None of these tools solve the problem of the viral dark matter (Fig. 1). This is expected given the vast number of viruses in the world and the limited size of available databases. This problem is of less concern for identification and discovery of pathogenic viruses that infect human cells, where there are fewer different types, and these viruses have been closely studied because of their medical importance. However, any study focusing on phage and bacterial dynamics is greatly complicated by the dark matter problem.
Metagenomic studies of the gut virome
In the sections below, we first review studies that begin to outline the structure of the gut virome and some aspects of its dynamics. Given the interests of the readers of Mobile DNA, we then review two topics on phage mobilization. We first review movement of medically relevant genes between bacterial cells by phage. We focus on a controversy on whether phages are or are not major vehicles for moving antibiotic resistance genes between cells. We then review metagenomic studies documenting movement of whole populations of phages between human individuals during fecal microbial transplantation.

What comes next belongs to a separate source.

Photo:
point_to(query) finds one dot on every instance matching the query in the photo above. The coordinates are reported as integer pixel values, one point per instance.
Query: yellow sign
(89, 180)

Composition of the human gut virome
Multiple studies have now investigated the composition of the human gut virome, providing an initial picture of its structure (e. g. [10,11,12,13,14,15,16,17, 28, 31, 65]). As above, researchers have first purified VLPs, then acquired DNA sequence data, allowing assembly and evaluation of contigs. This sketches out aspects of the viral population structure, but a complication is the fact that different viruses are present in distinct abundances. As a result, the most abundant genomes will be sequenced to greater depth, while the rarer genomes will be sparsely covered, or not represented at all. For genomes that are sparsely sequenced, read coverage will be patchy, so that rarer genomes may be represented by multiple contigs, each a fragment of the full genome. Investigators report the number of viral contigs detected, but this is a mixture of full viral genomes and fragments, so the true number of viral variants is challenging to evaluate even roughly. In another approach, the PHAACS program  queries how often viral reads assemble together, and uses this to estimate the number of different types. Estimates of human gut populations by PHAACS range from ~2300 to ~8000 phage genotypes. However, implementing this approach requires estimating the mean and variance in genome sizes, which is usually unknown, complicating the analysis.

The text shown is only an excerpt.